O Contexto Atual: Por Que os Alimentos Continuam Subindo?
Estamos vivendo um período peculiar na economia brasileira. O IPCA de agosto de 2025 foi de -0,11%, mas o acumulado nos últimos 12 meses ainda está em 5,13%. A aparente "deflação" em itens como energia elétrica é, na verdade, resultado de medidas temporárias como o bônus de Itaipu de R$ 936,8 milhões aplicado especificamente em agosto, que mascara os reajustes tarifários de 3,5% e as bandeiras tarifárias vermelhas dos meses anteriores.
Essa situação cria uma falsa impressão de alívio nos preços, quando na realidade:
A deflação mensal não apaga o efeito dos aumentos acumulados
Famílias ainda sentem o impacto dos preços elevados praticados nos meses anteriores
A recuperação do poder de compra é gradual e nem sempre perceptível no curto prazo
Diferentes produtos têm comportamentos distintos, criando experiências variadas entre os consumidores
É importante entender que deflação mensal não significa que os preços voltaram aos níveis do ano anterior. Mesmo com deflação pontual, o índice acumulado em 12 meses ainda pode estar acima da meta, principalmente quando se olha para categorias específicas como alimentação.
O Que Fazer Diante Dessa Realidade
A boa notícia é que o consumidor pode adotar estratégias práticas para lidar com essa disparidade:
Monte seu próprio índice de preços: registre mensalmente os gastos da família e identifique onde os aumentos estão concentrados. Isso ajuda a entender qual é a sua inflação real, não a do noticiário.
Reavalie a lista de compras: substitua marcas ou produtos quando a alta for muito expressiva. Muitas vezes, marcas próprias ou produtos similares oferecem a mesma qualidade por preços mais acessíveis.
Planeje com margem de segurança: considere sempre que a sua inflação pode ser maior do que a oficial, principalmente se você gasta uma proporção alta da renda com alimentação. Reserve um espaço no orçamento para esses imprevistos.

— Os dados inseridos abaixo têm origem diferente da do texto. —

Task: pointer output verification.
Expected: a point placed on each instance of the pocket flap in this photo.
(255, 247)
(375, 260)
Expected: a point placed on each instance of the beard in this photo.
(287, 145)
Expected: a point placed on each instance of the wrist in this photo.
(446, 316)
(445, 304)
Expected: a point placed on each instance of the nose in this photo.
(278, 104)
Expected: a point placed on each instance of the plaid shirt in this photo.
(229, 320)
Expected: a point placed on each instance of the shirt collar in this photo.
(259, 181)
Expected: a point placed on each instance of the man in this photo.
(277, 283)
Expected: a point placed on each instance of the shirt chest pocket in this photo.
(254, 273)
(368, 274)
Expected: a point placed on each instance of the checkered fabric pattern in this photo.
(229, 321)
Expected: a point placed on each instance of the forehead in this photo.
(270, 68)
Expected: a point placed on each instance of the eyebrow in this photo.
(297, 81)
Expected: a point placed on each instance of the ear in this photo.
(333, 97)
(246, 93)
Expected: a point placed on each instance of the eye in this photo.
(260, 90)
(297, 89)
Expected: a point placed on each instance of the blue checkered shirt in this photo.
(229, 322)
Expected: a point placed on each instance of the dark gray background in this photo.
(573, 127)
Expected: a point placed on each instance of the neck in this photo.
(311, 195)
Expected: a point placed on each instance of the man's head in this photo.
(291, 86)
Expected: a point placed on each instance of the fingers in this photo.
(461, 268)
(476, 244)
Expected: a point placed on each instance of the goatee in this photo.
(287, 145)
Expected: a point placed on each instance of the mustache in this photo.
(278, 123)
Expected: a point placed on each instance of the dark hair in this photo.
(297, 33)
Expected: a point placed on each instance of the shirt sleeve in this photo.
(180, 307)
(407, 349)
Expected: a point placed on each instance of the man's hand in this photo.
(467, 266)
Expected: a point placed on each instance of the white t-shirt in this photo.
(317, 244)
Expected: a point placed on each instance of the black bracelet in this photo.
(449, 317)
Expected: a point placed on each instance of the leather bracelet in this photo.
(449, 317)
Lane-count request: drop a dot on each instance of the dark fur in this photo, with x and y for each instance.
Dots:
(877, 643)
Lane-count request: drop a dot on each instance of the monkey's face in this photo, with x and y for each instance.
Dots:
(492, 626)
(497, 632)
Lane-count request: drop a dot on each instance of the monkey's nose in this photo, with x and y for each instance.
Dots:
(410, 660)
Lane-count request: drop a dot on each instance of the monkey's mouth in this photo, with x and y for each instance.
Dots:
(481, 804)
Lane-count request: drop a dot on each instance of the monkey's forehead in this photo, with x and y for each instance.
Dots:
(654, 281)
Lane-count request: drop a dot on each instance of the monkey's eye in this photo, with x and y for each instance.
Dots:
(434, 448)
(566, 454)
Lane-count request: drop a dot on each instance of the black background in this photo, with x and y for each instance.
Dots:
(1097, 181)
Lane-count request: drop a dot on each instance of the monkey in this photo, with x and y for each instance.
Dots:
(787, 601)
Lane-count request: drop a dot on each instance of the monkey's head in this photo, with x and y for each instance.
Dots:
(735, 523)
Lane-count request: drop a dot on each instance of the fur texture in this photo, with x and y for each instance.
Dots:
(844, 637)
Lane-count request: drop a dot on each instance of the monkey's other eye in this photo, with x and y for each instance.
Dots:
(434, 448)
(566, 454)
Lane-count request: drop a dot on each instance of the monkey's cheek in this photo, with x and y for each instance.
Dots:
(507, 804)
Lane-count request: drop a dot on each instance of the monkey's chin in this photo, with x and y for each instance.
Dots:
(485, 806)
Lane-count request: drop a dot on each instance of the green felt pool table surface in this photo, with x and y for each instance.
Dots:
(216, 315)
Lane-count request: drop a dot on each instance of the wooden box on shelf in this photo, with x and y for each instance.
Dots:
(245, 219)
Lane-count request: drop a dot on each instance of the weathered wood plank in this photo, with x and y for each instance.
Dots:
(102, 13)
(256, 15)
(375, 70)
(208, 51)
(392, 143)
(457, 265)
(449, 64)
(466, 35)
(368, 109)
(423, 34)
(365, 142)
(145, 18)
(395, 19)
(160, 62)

Diversifique fornecedores: compare preços entre diferentes supermercados, feiras e atacarejos. A diferença pode ser significativa, especialmente em períodos de alta volatilidade.
Acompanhe os números que realmente importam: além da inflação geral, fique de olho nos índices específicos de alimentação e dos grupos de produtos que mais pesam no seu orçamento.
O Que Fica Dessa História sobre Inflação
A experiência do nosso ouvinte mostra algo essencial: a inflação oficial não é mentira, mas também não é a verdade absoluta para cada família. Ela é um retrato da média da economia, útil para políticas públicas, mas que pode estar distante da sua realidade doméstica.
O que realmente pesa no bolso depende da cesta de consumo de cada um. Uma família que gasta proporcionalmente mais com alimentação sentirá mais a inflação dos alimentos. Já uma família com gastos diversificados pode, de fato, sentir alívio quando outros setores apresentam deflação.
Por isso, além de acompanhar os índices divulgados pela mídia, é fundamental que cada família conheça e controle os seus próprios números. Só assim é possível tomar decisões mais conscientes, ajustar estratégias de compra e proteger o orçamento do impacto silencioso e desigual da variação de preços.
Lembre-se: você não está imaginando coisas quando sente que o supermercado está mais caro, mesmo ouvindo falar em deflação. Sua experiência é real e reflete uma economia complexa, onde diferentes setores se comportam de formas distintas. O segredo está em conhecer essa complexidade e se adaptar a ela.